Wednesday, May 10, 2006

MoD vision :: Why

For too long dust, and all its associates and relatives, have been overlooked by the great museological institutions. They are full of it -- but they overlook it or, worse, mindlessly destroy it. The world needs somewhere that all the dust, shards, fragments and shadows can be gathered, displayed and conserved in an appropriate environment. MoD is laying down a heritage for future generations. History will be our judge.

1 Comments:

Blogger Director said...

Of course, that's the official explanation.

But if someone were to ask me, “Why Museum of Dust?” I would have no simple answer. The easiest way to explain it, I suppose, is as a vocation. It crept up on me, unlooked for, unexpected, and certainly unwanted.

At least initially.

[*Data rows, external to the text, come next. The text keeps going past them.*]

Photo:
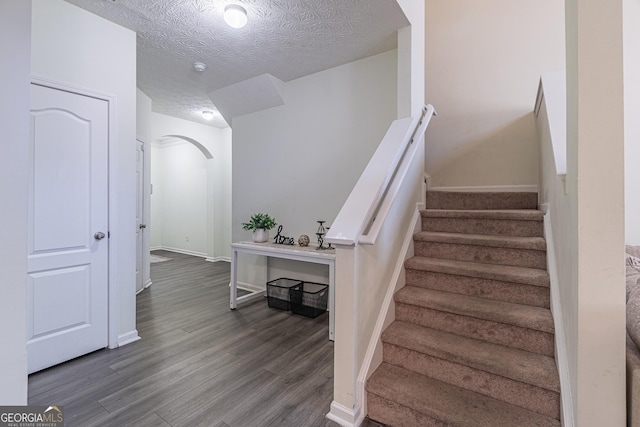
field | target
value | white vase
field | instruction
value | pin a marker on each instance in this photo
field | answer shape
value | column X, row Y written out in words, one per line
column 260, row 235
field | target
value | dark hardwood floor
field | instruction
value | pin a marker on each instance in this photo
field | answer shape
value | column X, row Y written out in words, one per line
column 199, row 363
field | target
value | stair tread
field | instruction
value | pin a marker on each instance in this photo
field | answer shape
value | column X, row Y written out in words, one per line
column 518, row 365
column 504, row 273
column 512, row 214
column 449, row 403
column 496, row 241
column 443, row 199
column 536, row 318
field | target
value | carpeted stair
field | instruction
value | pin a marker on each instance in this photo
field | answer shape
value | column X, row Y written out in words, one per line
column 473, row 339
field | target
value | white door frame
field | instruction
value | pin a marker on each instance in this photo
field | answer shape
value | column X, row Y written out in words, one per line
column 113, row 309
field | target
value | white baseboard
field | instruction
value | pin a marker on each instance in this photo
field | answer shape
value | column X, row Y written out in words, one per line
column 128, row 338
column 562, row 358
column 180, row 251
column 218, row 259
column 344, row 416
column 490, row 188
column 249, row 287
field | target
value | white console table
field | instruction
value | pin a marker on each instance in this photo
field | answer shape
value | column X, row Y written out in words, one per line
column 297, row 253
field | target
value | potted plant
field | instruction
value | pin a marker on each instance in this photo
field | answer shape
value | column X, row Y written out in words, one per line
column 260, row 224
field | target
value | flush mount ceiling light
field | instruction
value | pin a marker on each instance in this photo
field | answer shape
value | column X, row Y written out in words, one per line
column 235, row 16
column 199, row 66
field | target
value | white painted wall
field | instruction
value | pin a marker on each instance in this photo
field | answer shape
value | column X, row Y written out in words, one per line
column 483, row 63
column 593, row 302
column 191, row 194
column 299, row 162
column 143, row 132
column 411, row 60
column 15, row 46
column 75, row 47
column 632, row 122
column 183, row 185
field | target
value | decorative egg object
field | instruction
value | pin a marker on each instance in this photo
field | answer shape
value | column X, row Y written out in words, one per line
column 303, row 240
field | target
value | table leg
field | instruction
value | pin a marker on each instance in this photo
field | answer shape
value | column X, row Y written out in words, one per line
column 233, row 286
column 332, row 300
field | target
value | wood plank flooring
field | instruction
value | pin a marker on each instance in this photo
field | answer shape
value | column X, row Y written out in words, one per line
column 199, row 363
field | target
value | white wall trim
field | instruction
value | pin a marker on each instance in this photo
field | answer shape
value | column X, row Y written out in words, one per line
column 373, row 355
column 250, row 287
column 343, row 415
column 112, row 297
column 219, row 258
column 491, row 188
column 562, row 358
column 179, row 251
column 128, row 338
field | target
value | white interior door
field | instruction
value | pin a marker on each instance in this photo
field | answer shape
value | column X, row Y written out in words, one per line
column 140, row 225
column 68, row 237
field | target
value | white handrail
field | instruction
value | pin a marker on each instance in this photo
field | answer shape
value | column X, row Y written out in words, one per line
column 365, row 205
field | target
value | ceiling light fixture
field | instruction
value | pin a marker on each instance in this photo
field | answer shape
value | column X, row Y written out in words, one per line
column 235, row 15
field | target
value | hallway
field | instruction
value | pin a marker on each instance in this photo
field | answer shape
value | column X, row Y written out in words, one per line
column 199, row 363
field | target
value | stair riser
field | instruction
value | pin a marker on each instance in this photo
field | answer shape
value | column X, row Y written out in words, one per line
column 390, row 413
column 466, row 201
column 502, row 227
column 494, row 332
column 484, row 254
column 526, row 396
column 485, row 288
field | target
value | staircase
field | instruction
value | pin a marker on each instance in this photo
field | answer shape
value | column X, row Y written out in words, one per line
column 473, row 339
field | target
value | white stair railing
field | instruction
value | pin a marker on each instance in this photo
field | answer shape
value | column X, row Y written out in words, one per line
column 369, row 234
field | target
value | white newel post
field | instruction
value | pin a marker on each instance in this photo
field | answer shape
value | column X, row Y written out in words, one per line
column 345, row 369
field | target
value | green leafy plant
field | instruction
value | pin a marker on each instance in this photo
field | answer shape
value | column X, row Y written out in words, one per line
column 259, row 220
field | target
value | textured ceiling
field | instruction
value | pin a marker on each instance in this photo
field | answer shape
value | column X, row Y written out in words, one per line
column 285, row 38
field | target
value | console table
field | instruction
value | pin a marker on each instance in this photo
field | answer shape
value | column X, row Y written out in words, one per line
column 296, row 253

After a time, however, I came to accept the inevitability of this task. I was meant for this. THIS is why I was born.

Even as a child, I loved the shadows. I liked the back of things, the bits no one else ever saw. I remember rubbing my face on their rough burred surfaces and licking their tattoo of calligraphic texta scrawls. I devoured stories of improbable quests, of unlikely monsters and even more impossible protagonists. I liked to tear the last pages out of new books, before I read, savouring the delicious ambiguity of their new fate.

I came, slowly, to realise that the world itself is full with things that have been overlooked, that have been mislaid and forgotten. Things that briefly effloresced and then just as quickly putresce. That have waned and wasted, metamorphosing into misbegotten new forms. Things that have been worn by time into tattered veils, ghosts long before their deaths.

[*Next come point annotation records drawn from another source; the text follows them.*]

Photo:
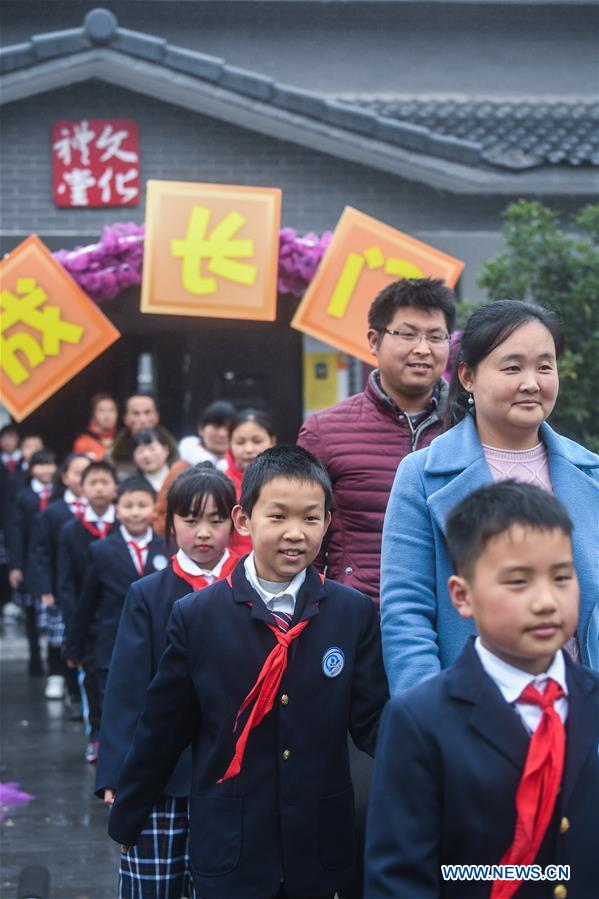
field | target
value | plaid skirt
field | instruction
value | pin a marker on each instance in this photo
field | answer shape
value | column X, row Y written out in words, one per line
column 50, row 619
column 158, row 866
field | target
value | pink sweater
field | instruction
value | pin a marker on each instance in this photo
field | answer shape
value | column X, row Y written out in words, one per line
column 528, row 466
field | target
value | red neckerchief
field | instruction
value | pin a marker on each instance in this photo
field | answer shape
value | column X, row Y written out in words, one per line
column 539, row 784
column 139, row 554
column 107, row 435
column 198, row 581
column 265, row 689
column 77, row 508
column 95, row 530
column 234, row 473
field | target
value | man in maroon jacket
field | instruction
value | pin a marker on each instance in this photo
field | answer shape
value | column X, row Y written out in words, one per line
column 363, row 439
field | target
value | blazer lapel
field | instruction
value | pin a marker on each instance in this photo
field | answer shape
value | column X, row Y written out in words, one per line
column 492, row 717
column 457, row 457
column 442, row 501
column 123, row 550
column 582, row 725
column 155, row 548
column 577, row 490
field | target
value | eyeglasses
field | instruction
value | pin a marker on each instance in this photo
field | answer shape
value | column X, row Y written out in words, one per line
column 435, row 338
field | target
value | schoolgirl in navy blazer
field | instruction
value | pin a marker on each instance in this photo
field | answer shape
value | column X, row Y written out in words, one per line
column 73, row 552
column 110, row 572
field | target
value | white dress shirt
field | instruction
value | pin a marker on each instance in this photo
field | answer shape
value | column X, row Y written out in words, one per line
column 74, row 502
column 282, row 600
column 190, row 567
column 512, row 681
column 94, row 518
column 143, row 541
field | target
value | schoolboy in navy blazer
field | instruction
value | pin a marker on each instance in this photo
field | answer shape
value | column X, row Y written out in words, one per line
column 286, row 820
column 73, row 554
column 25, row 510
column 24, row 513
column 452, row 750
column 109, row 573
column 149, row 600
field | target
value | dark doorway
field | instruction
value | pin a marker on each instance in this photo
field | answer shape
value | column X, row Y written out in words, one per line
column 193, row 361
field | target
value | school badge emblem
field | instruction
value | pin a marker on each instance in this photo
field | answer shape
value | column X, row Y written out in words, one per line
column 333, row 661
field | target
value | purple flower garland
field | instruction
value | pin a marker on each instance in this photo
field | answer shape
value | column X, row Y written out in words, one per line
column 106, row 268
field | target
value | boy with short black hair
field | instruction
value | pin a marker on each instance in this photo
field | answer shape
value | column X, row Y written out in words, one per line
column 493, row 762
column 131, row 551
column 22, row 575
column 265, row 673
column 98, row 487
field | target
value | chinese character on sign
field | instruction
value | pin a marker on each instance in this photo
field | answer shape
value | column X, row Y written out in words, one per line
column 218, row 248
column 363, row 257
column 211, row 250
column 95, row 163
column 29, row 307
column 49, row 328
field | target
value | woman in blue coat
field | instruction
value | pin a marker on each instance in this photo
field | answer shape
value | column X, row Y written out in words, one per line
column 504, row 387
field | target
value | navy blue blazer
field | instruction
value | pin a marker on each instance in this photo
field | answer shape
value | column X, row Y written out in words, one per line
column 140, row 642
column 450, row 755
column 46, row 534
column 73, row 551
column 110, row 572
column 25, row 509
column 290, row 811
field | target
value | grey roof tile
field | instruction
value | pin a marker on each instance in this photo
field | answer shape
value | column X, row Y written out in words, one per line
column 100, row 25
column 198, row 64
column 18, row 56
column 511, row 135
column 138, row 44
column 297, row 100
column 246, row 82
column 352, row 117
column 59, row 43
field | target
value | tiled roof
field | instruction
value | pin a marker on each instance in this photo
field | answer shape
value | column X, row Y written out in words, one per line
column 482, row 135
column 511, row 135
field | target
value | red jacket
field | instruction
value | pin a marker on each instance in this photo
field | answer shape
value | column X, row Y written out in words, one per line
column 361, row 441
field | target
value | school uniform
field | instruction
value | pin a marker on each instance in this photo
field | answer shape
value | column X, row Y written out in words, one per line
column 16, row 466
column 140, row 642
column 29, row 500
column 450, row 756
column 45, row 541
column 75, row 540
column 74, row 543
column 110, row 572
column 288, row 816
column 27, row 503
column 8, row 489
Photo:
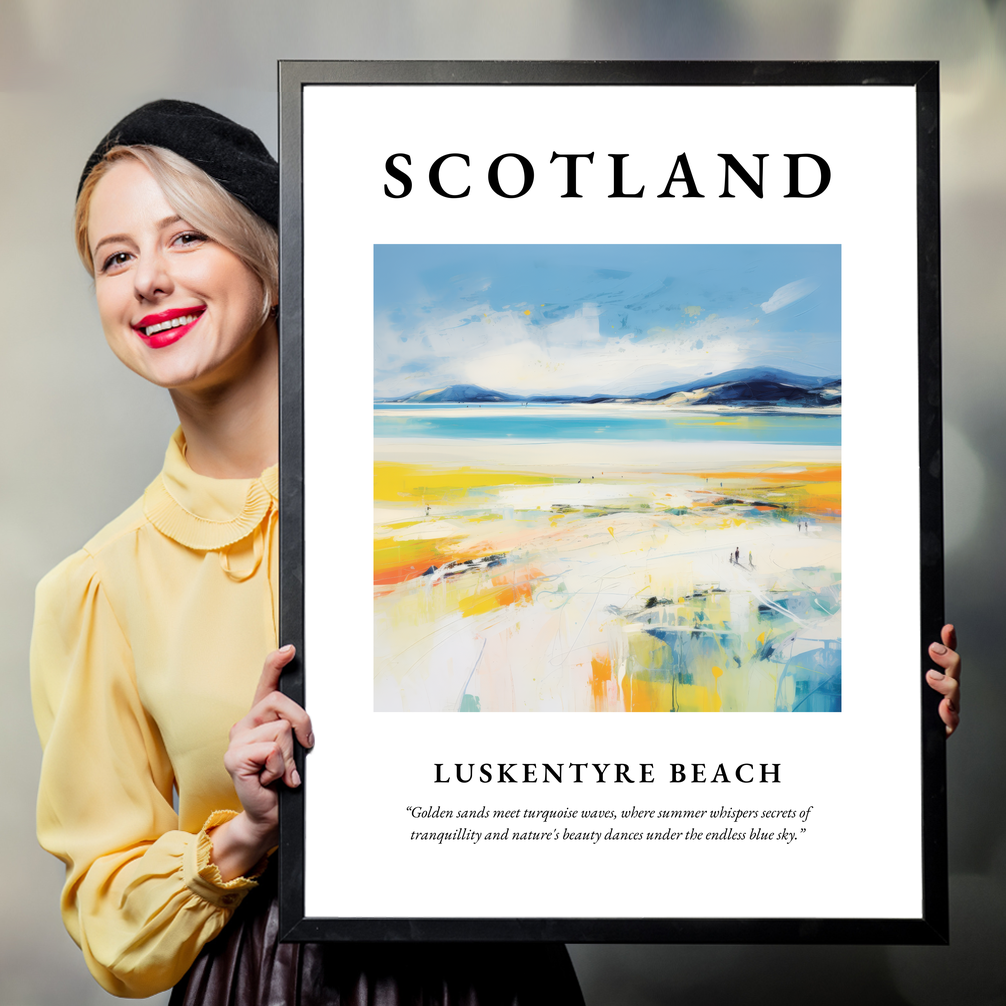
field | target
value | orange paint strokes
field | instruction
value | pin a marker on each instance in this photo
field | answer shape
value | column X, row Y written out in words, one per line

I came to feel that my own fate was somehow running parallel to theirs. I realised that I could give them respite from a cruel and uncaring world here, among their own kind. It is my fondest and most fervent hope that here in the Museum of Dust, the detritus of history and the victims of various cognitive and mnemonic failures can find a resting place and a safe harbour.

MoD was born from a pure impulse of sheer benevolence and sincere altruism.

It was never, as some have so viciously impugned, an attempt to challenge my respected colleague Musrum’s reputation. Nothing can overshadow his towering achievements, most particularly in the realm of gardening. One has only to have the merest knowledge of his Herculean struggles against the Weed king to realise that the world will not soon see again his like. I have nothing but the highest admiration for his achievements and my sincerest sympathy is with him as he courageously struggles to master his unfortunate terror of sponge cats.

And I am certainly deeply mortified that it was my ignorance of the nature of Musrum’s crippling psychological disability that led me to make the unfortunate mistake of sending Musrum a brace or two of sponge kittens and thus, arguably, hastening his subsequent complete decline and withdrawal from the world.

However, I think that it is very clear, on a feature-by-feature comparison, that Musrum’s collection, or ‘museum’ as he would have it, and MoD have little or nothing in common.